Guillaume Heilles
Emma Benoit

Practical Car Hacking

11th - 12th September 2018 | 2 Days


Guillaume Heilles & Emma Benoit


In the last few years, we have seen many new attacks on cars, but this environment is still hard to get into mainly because the tools are different from classical reversing or hacking tools.

In this training, the car hacking tools will be presented along with many practical sessions to make sure the attendees will be able to redo the attacks later on. We will provide the necessary CAN tools and perform the attacks on real cars. We will also cover the basic theory about the CAN bus, so that the attendees can understand what is going on.

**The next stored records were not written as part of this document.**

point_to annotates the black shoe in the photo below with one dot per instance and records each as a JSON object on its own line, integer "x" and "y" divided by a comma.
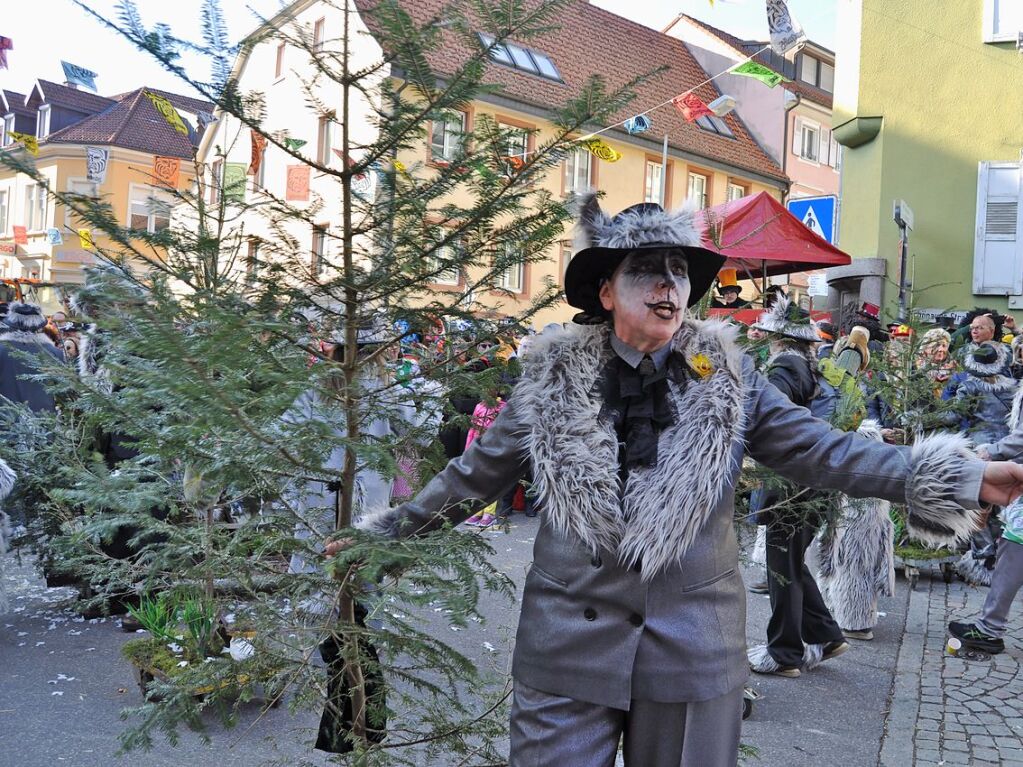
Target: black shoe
{"x": 973, "y": 637}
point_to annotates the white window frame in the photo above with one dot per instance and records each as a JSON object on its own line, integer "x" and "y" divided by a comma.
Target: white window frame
{"x": 697, "y": 184}
{"x": 513, "y": 279}
{"x": 730, "y": 194}
{"x": 992, "y": 32}
{"x": 578, "y": 171}
{"x": 36, "y": 202}
{"x": 440, "y": 276}
{"x": 135, "y": 196}
{"x": 1006, "y": 231}
{"x": 43, "y": 122}
{"x": 450, "y": 142}
{"x": 80, "y": 186}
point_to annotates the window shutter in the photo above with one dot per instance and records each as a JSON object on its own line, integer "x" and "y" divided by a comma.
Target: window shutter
{"x": 997, "y": 259}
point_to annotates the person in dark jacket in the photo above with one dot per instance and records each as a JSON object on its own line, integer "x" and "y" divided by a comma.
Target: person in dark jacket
{"x": 798, "y": 612}
{"x": 21, "y": 330}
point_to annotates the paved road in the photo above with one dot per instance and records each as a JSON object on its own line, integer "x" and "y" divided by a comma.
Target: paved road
{"x": 62, "y": 685}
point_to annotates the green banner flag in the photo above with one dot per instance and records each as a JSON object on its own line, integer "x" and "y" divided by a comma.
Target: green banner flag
{"x": 234, "y": 181}
{"x": 759, "y": 72}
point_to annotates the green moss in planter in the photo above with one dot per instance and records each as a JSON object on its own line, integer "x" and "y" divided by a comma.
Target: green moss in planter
{"x": 919, "y": 552}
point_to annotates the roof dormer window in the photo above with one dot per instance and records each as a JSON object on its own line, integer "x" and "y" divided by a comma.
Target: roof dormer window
{"x": 43, "y": 121}
{"x": 521, "y": 58}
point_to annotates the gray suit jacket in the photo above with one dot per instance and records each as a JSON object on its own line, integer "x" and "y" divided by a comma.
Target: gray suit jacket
{"x": 602, "y": 627}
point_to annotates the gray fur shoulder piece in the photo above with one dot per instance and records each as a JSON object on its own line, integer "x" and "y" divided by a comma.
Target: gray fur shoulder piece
{"x": 937, "y": 464}
{"x": 574, "y": 449}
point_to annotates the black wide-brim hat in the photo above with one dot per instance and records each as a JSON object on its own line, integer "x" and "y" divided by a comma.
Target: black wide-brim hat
{"x": 605, "y": 242}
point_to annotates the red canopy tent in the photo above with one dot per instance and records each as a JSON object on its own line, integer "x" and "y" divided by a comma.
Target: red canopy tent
{"x": 760, "y": 237}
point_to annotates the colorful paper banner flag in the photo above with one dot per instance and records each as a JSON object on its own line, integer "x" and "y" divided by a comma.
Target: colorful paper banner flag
{"x": 298, "y": 183}
{"x": 6, "y": 44}
{"x": 168, "y": 113}
{"x": 722, "y": 105}
{"x": 259, "y": 145}
{"x": 603, "y": 151}
{"x": 234, "y": 181}
{"x": 79, "y": 76}
{"x": 96, "y": 160}
{"x": 786, "y": 33}
{"x": 758, "y": 72}
{"x": 691, "y": 106}
{"x": 167, "y": 171}
{"x": 31, "y": 142}
{"x": 638, "y": 124}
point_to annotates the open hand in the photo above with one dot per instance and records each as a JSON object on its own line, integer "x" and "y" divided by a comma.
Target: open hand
{"x": 1003, "y": 483}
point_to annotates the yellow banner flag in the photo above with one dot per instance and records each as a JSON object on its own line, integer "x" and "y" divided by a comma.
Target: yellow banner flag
{"x": 30, "y": 141}
{"x": 601, "y": 150}
{"x": 168, "y": 113}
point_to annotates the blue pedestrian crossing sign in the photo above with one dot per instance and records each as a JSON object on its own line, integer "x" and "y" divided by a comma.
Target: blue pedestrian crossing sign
{"x": 817, "y": 214}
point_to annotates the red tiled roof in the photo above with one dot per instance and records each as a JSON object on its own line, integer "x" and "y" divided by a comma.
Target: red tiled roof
{"x": 131, "y": 123}
{"x": 807, "y": 91}
{"x": 593, "y": 41}
{"x": 72, "y": 98}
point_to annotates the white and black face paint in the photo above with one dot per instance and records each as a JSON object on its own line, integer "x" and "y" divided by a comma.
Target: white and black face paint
{"x": 654, "y": 281}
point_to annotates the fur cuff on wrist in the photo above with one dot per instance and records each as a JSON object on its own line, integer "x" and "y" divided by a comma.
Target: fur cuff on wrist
{"x": 936, "y": 472}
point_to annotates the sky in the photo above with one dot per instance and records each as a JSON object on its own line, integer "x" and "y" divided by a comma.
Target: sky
{"x": 59, "y": 30}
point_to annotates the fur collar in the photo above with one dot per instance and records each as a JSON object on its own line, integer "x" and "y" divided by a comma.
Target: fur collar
{"x": 26, "y": 336}
{"x": 574, "y": 449}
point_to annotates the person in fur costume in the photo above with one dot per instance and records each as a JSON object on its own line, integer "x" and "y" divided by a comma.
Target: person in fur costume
{"x": 801, "y": 633}
{"x": 21, "y": 330}
{"x": 634, "y": 421}
{"x": 857, "y": 562}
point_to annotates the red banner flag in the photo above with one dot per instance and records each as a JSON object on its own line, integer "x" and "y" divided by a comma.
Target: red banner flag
{"x": 691, "y": 106}
{"x": 259, "y": 144}
{"x": 298, "y": 183}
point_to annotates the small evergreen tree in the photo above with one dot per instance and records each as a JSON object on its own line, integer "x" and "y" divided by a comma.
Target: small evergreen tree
{"x": 198, "y": 363}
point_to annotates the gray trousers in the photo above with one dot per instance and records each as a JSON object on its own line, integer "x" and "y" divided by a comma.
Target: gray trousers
{"x": 1006, "y": 583}
{"x": 553, "y": 731}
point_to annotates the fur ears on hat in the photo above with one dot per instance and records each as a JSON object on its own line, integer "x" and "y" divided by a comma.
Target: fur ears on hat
{"x": 23, "y": 316}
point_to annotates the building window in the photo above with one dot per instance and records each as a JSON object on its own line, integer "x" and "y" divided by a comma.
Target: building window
{"x": 698, "y": 189}
{"x": 816, "y": 73}
{"x": 323, "y": 136}
{"x": 35, "y": 208}
{"x": 809, "y": 142}
{"x": 43, "y": 121}
{"x": 578, "y": 172}
{"x": 252, "y": 260}
{"x": 443, "y": 266}
{"x": 652, "y": 183}
{"x": 216, "y": 180}
{"x": 736, "y": 191}
{"x": 319, "y": 250}
{"x": 446, "y": 137}
{"x": 148, "y": 210}
{"x": 278, "y": 68}
{"x": 79, "y": 187}
{"x": 512, "y": 278}
{"x": 526, "y": 59}
{"x": 318, "y": 34}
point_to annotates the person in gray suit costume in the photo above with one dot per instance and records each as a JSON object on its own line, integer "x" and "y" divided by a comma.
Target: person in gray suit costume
{"x": 634, "y": 425}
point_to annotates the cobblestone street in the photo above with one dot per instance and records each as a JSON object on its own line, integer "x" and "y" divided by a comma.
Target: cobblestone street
{"x": 961, "y": 712}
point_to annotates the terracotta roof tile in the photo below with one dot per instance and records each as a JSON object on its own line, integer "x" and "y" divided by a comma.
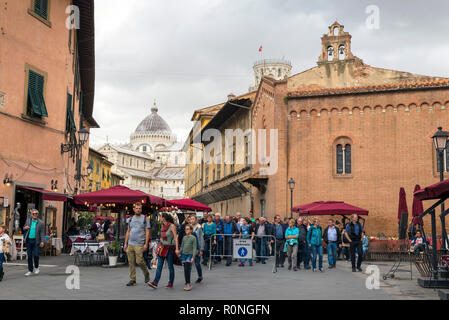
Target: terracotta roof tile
{"x": 442, "y": 83}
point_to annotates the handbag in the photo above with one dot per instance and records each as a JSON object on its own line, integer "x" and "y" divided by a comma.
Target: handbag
{"x": 162, "y": 250}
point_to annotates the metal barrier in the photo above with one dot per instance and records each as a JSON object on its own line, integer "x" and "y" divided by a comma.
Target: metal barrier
{"x": 231, "y": 249}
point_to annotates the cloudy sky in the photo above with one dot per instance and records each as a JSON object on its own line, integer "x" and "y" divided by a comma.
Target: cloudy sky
{"x": 190, "y": 54}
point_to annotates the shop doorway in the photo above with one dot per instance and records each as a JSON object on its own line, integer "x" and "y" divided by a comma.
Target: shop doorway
{"x": 28, "y": 200}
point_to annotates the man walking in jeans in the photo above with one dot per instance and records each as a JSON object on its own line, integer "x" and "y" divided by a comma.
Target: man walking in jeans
{"x": 354, "y": 233}
{"x": 34, "y": 239}
{"x": 136, "y": 243}
{"x": 262, "y": 230}
{"x": 332, "y": 238}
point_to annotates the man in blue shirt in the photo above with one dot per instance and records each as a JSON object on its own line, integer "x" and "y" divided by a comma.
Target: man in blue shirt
{"x": 354, "y": 233}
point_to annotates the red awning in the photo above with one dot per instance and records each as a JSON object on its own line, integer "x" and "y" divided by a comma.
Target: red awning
{"x": 305, "y": 207}
{"x": 117, "y": 194}
{"x": 327, "y": 208}
{"x": 47, "y": 194}
{"x": 438, "y": 190}
{"x": 188, "y": 204}
{"x": 417, "y": 208}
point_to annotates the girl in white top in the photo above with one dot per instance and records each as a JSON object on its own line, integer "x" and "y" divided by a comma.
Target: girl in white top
{"x": 5, "y": 241}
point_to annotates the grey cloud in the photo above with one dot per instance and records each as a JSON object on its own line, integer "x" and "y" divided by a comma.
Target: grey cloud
{"x": 191, "y": 54}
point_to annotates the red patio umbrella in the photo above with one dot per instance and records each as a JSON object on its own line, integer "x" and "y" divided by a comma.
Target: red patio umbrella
{"x": 327, "y": 208}
{"x": 188, "y": 204}
{"x": 417, "y": 208}
{"x": 402, "y": 208}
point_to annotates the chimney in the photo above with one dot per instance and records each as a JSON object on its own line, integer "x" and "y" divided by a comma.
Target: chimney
{"x": 231, "y": 96}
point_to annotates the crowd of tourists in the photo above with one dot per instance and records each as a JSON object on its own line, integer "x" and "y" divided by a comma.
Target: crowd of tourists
{"x": 196, "y": 241}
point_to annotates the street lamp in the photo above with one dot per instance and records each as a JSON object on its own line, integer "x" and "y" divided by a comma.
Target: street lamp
{"x": 291, "y": 185}
{"x": 440, "y": 142}
{"x": 83, "y": 136}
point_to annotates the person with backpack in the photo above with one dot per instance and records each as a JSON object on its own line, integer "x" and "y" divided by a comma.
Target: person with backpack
{"x": 246, "y": 232}
{"x": 219, "y": 247}
{"x": 354, "y": 234}
{"x": 168, "y": 248}
{"x": 314, "y": 239}
{"x": 209, "y": 229}
{"x": 136, "y": 243}
{"x": 230, "y": 230}
{"x": 34, "y": 238}
{"x": 94, "y": 230}
{"x": 332, "y": 238}
{"x": 188, "y": 252}
{"x": 198, "y": 233}
{"x": 5, "y": 242}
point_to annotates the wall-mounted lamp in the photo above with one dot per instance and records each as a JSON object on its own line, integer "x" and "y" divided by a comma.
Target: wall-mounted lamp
{"x": 8, "y": 180}
{"x": 54, "y": 185}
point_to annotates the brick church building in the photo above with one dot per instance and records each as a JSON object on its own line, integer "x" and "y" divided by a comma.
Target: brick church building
{"x": 350, "y": 132}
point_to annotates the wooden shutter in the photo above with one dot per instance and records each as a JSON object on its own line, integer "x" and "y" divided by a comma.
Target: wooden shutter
{"x": 36, "y": 95}
{"x": 447, "y": 158}
{"x": 339, "y": 159}
{"x": 348, "y": 159}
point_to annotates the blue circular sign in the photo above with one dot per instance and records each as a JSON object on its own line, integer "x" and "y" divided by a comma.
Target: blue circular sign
{"x": 243, "y": 252}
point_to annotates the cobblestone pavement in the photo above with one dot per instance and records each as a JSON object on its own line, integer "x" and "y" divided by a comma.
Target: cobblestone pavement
{"x": 221, "y": 282}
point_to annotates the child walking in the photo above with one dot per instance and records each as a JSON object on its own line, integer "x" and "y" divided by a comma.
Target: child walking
{"x": 188, "y": 252}
{"x": 5, "y": 241}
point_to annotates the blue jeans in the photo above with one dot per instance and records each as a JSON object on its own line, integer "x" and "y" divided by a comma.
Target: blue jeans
{"x": 332, "y": 253}
{"x": 317, "y": 250}
{"x": 32, "y": 252}
{"x": 197, "y": 261}
{"x": 261, "y": 248}
{"x": 306, "y": 252}
{"x": 187, "y": 271}
{"x": 160, "y": 265}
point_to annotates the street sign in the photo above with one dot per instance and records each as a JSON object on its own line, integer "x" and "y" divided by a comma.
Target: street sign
{"x": 243, "y": 249}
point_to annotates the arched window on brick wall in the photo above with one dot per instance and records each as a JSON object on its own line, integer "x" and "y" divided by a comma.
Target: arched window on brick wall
{"x": 343, "y": 156}
{"x": 445, "y": 159}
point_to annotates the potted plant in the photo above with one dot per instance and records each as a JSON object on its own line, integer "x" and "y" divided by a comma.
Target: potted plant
{"x": 114, "y": 250}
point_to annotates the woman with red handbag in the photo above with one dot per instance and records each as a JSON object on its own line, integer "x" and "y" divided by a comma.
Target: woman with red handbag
{"x": 167, "y": 248}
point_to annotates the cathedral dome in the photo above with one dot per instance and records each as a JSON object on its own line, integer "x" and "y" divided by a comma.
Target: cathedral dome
{"x": 153, "y": 124}
{"x": 152, "y": 131}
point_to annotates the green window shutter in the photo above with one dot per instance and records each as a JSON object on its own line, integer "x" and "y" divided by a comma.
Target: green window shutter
{"x": 70, "y": 122}
{"x": 41, "y": 8}
{"x": 35, "y": 95}
{"x": 70, "y": 39}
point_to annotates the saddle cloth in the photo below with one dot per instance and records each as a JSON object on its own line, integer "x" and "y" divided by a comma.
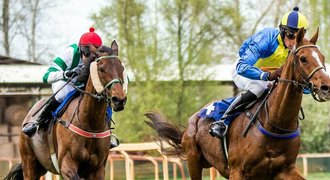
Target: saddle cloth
{"x": 216, "y": 109}
{"x": 72, "y": 95}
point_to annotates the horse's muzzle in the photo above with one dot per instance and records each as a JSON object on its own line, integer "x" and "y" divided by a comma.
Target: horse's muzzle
{"x": 323, "y": 93}
{"x": 118, "y": 104}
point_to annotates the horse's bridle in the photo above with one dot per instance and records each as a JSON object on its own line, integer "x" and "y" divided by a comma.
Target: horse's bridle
{"x": 305, "y": 78}
{"x": 107, "y": 88}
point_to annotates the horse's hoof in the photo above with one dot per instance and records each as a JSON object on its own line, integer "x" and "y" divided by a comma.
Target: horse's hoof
{"x": 30, "y": 129}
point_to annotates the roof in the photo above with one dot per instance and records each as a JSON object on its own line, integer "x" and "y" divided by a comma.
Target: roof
{"x": 10, "y": 60}
{"x": 22, "y": 73}
{"x": 19, "y": 71}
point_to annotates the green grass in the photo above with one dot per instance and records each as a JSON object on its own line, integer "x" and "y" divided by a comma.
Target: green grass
{"x": 319, "y": 176}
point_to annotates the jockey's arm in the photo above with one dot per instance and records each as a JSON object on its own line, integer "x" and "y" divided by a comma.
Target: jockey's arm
{"x": 245, "y": 66}
{"x": 59, "y": 65}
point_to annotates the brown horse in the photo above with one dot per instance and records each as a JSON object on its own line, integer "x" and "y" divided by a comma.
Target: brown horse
{"x": 261, "y": 154}
{"x": 81, "y": 140}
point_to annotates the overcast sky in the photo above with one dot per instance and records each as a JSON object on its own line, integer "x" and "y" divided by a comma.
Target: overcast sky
{"x": 61, "y": 26}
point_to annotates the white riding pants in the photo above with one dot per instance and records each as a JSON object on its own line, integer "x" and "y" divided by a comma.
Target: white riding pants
{"x": 257, "y": 87}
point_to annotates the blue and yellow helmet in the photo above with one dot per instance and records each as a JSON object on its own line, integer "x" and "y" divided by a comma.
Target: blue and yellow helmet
{"x": 294, "y": 20}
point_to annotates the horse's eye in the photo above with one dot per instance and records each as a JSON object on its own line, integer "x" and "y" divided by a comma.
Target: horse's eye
{"x": 303, "y": 59}
{"x": 101, "y": 70}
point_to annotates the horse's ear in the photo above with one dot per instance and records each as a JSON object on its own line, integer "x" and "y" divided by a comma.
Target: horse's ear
{"x": 114, "y": 47}
{"x": 300, "y": 36}
{"x": 92, "y": 48}
{"x": 315, "y": 36}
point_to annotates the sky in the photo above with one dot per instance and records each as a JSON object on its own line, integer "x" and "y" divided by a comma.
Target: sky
{"x": 61, "y": 26}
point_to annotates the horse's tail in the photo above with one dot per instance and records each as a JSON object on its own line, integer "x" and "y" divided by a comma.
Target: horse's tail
{"x": 16, "y": 173}
{"x": 167, "y": 133}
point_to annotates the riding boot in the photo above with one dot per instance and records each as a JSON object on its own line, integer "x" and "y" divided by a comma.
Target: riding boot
{"x": 219, "y": 128}
{"x": 114, "y": 142}
{"x": 31, "y": 128}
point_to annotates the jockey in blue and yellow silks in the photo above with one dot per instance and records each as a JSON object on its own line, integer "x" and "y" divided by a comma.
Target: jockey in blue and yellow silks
{"x": 267, "y": 48}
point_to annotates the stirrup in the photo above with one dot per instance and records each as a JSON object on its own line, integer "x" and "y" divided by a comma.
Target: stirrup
{"x": 218, "y": 129}
{"x": 29, "y": 132}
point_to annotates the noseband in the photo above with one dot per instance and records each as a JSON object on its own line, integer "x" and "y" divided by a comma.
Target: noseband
{"x": 305, "y": 84}
{"x": 102, "y": 92}
{"x": 107, "y": 88}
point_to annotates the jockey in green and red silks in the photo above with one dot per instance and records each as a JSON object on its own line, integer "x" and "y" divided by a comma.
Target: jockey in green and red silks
{"x": 72, "y": 62}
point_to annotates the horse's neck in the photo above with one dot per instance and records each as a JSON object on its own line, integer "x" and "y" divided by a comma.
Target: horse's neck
{"x": 285, "y": 102}
{"x": 92, "y": 110}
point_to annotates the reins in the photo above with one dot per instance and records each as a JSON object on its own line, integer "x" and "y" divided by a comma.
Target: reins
{"x": 305, "y": 84}
{"x": 104, "y": 95}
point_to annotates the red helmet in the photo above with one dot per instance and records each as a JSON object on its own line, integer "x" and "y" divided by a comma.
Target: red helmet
{"x": 90, "y": 37}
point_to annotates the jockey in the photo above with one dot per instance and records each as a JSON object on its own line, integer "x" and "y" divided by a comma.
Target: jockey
{"x": 267, "y": 48}
{"x": 73, "y": 61}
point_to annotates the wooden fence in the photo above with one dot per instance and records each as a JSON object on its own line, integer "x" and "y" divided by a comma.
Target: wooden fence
{"x": 124, "y": 152}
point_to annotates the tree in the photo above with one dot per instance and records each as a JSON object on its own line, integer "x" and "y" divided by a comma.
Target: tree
{"x": 20, "y": 21}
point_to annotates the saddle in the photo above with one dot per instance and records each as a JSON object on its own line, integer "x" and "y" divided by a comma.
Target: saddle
{"x": 64, "y": 105}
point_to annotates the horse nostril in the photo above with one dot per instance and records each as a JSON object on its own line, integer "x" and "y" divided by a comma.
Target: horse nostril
{"x": 325, "y": 89}
{"x": 117, "y": 100}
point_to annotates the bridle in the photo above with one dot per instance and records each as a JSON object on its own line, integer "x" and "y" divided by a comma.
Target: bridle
{"x": 105, "y": 94}
{"x": 305, "y": 84}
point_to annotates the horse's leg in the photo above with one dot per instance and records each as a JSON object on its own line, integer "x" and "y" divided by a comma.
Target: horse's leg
{"x": 32, "y": 169}
{"x": 289, "y": 173}
{"x": 193, "y": 157}
{"x": 98, "y": 175}
{"x": 235, "y": 174}
{"x": 69, "y": 168}
{"x": 195, "y": 167}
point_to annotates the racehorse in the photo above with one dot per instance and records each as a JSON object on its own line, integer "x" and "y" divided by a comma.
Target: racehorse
{"x": 81, "y": 140}
{"x": 270, "y": 147}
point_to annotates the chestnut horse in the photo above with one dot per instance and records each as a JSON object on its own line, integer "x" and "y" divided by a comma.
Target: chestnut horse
{"x": 81, "y": 140}
{"x": 262, "y": 153}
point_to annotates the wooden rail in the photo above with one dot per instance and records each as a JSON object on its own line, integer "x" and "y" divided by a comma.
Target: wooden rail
{"x": 124, "y": 153}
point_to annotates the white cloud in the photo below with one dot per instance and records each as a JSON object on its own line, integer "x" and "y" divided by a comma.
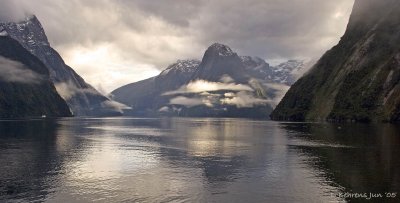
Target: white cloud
{"x": 115, "y": 105}
{"x": 68, "y": 89}
{"x": 279, "y": 91}
{"x": 199, "y": 86}
{"x": 141, "y": 36}
{"x": 186, "y": 101}
{"x": 14, "y": 71}
{"x": 243, "y": 99}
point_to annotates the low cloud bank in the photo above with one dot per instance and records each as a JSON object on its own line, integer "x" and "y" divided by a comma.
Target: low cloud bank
{"x": 14, "y": 71}
{"x": 243, "y": 100}
{"x": 67, "y": 90}
{"x": 199, "y": 86}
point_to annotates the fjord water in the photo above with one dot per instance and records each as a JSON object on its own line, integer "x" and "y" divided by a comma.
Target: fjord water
{"x": 196, "y": 160}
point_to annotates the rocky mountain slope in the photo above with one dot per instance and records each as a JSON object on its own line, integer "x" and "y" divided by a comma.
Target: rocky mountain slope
{"x": 358, "y": 79}
{"x": 25, "y": 86}
{"x": 82, "y": 98}
{"x": 221, "y": 84}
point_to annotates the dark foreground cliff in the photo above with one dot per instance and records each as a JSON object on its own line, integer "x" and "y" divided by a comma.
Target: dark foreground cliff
{"x": 358, "y": 79}
{"x": 25, "y": 86}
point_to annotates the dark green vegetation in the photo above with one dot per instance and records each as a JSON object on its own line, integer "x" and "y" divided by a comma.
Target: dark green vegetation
{"x": 358, "y": 79}
{"x": 30, "y": 98}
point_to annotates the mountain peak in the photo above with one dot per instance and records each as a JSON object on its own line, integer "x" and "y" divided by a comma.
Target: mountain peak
{"x": 29, "y": 31}
{"x": 221, "y": 49}
{"x": 184, "y": 66}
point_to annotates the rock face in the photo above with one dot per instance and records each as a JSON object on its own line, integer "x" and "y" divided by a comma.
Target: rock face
{"x": 358, "y": 79}
{"x": 82, "y": 98}
{"x": 221, "y": 84}
{"x": 25, "y": 86}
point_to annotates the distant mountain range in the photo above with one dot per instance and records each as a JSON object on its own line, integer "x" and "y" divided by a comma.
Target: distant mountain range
{"x": 359, "y": 78}
{"x": 82, "y": 98}
{"x": 222, "y": 84}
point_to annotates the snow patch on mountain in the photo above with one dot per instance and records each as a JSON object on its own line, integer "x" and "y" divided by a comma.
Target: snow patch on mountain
{"x": 182, "y": 66}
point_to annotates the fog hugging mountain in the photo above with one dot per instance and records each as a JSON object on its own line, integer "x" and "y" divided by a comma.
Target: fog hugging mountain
{"x": 29, "y": 36}
{"x": 222, "y": 84}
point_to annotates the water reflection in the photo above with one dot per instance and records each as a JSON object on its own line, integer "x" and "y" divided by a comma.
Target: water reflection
{"x": 369, "y": 163}
{"x": 207, "y": 160}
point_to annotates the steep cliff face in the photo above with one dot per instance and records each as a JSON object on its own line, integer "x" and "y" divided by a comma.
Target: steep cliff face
{"x": 81, "y": 97}
{"x": 358, "y": 79}
{"x": 25, "y": 86}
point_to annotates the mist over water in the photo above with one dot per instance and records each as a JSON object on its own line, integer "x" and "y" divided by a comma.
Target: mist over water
{"x": 189, "y": 160}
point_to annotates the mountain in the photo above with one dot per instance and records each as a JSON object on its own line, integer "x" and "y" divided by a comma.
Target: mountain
{"x": 82, "y": 98}
{"x": 222, "y": 84}
{"x": 358, "y": 79}
{"x": 25, "y": 86}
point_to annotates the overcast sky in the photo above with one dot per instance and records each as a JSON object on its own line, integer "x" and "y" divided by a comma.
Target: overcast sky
{"x": 114, "y": 42}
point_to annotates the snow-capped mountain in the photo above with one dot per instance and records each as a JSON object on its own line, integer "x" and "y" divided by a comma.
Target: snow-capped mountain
{"x": 182, "y": 67}
{"x": 221, "y": 84}
{"x": 81, "y": 97}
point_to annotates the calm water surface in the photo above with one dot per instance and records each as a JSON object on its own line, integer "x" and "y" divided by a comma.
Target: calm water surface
{"x": 196, "y": 160}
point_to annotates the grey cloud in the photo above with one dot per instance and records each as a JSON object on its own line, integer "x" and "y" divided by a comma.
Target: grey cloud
{"x": 243, "y": 100}
{"x": 158, "y": 33}
{"x": 14, "y": 71}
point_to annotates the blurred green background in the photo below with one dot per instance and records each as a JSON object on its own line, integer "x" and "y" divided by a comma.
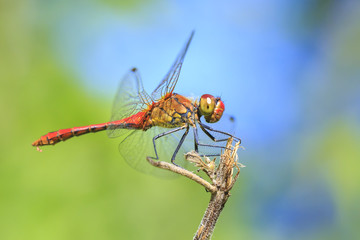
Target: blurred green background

*Special gift: attendees will be given a CAN transceiver / controller and an OBD cable to be able to replay the attacks using any microcontroller, as soon as they come back. They will need to bring a microcontroller board of their choice during the training to connect to their free CAN transceiver / controller. Any SPI enabled microcontroller should be compatible, but the faster the better! The microcontroller may or may not have a CAN interface, we will handle both cases.

Course Outline

  • Introduction to Car Hacking
    • Overview of this training
  • Locating the CAN bus
    • What is the OBD-2 port, locating it
    • Finding a CAN bus right on the ECUs inside the car
    • Practice: using a diagnostic device
  • CAN bus overview
    • Architecture of a car: multiple CAN busses
    • The gateway, a CAN firewall
    • Electrical implementation of the CAN bus
    • OSI Layer architecture
    • CAN messages: understanding the format
    • ISO-TP
    • UDS
    • Practice: Reading the Vehicle Identification Number, reading the DTCs, clearing the DTCs
  • Architecture of an ECU
    • Hardware: identifying the main components
    • Software
      • Autosar: what is it, where does it come from ? Presentation of its architecture
      • The security modes of an ECU
        • Normal
        • Security session
        • Factory session
    • Practice session: understanding an ECU's PCB
  • Breaking into security sessions
    • Brute force
    • Side channel attacks
    • Reverse engineering
      • of the ECU's firmware
      • of a diagnostic software
    • Practice session: write a brute-forcer
  • Discovery of CAN messages for your car
    • Understanding UDS standard messages
    • Discovering proprietary messages
    • Practice session: capturing CAN messages from a professionnal diagnostic device
  • Replay attacks
    • Replaying CAN messages
    • Practice session: open the doors of your car
  • CAN spoofing
    • Is there a message integrity?
    • What are message counters
    • Practice session: modify the speedometer
  • CAN fuzzing
    • Disclaimer
    • Analyzing captured messages
    • Custom fuzzer
    • Practice session: fuzzing a specific ECU
  • ECU reprogramming
    • Dumping the firmware
      • Flash resoldering
    • Quick analysis of a firmware
    • Reprogramming the firmware
    • Practice session: dumping a firmware
  • ECU firmware reverse engineering
    • Architecture of a legacy firmware
    • Architecture of an Autosar firmware
    • Finding the right entry points
    • Practice session: reversing a firmware
  • Opensource tools and references
    • Candump
    • Canmonitor
    • Where to find other tools
  • Other busses
    • LIN
    • FlexRay
    • Ethernet
    • WiFi
    • USB
    • 3G

Who should attend

  • Security researchers
  • Car equipments designers
  • Hackers interrested in cars

Prerequisite knowledge

  • Basic knowledge of programming (C, python)
  • Basic knowledge of Linux
  • Basic knowledge of firmware reversing is a plus, but not required

Hardware / Software Requirements

  • Laptop with WiFi
  • SSH client
  • A reverse engineering software is a plus
  • A smartphone with Torque Free installed


Guillaume Heilles is a security engineer at Quarkslab. He's mainly focused on hardware attack s on IoT devices, but also on reverse engineering and exploitation. He has presented the hardware CTF at in 2017 & a talk on How to drift with any car at 3r4th CCC 2017.

Emma Benoit Emma is a hardware hacker and security researcher at Quarkslab. She graduated with an MSc in computer science in 2014. She learned about reverse engineering through the Blackhoodie workshop before discovering a passion for hardware hacking.

She gave talks with a focus on hardware and helped to run the hardware CTF at Nullcon in 2018. She likes exotic architectures, (de)soldering stuff, dumping memories and (de)constructing PCBs.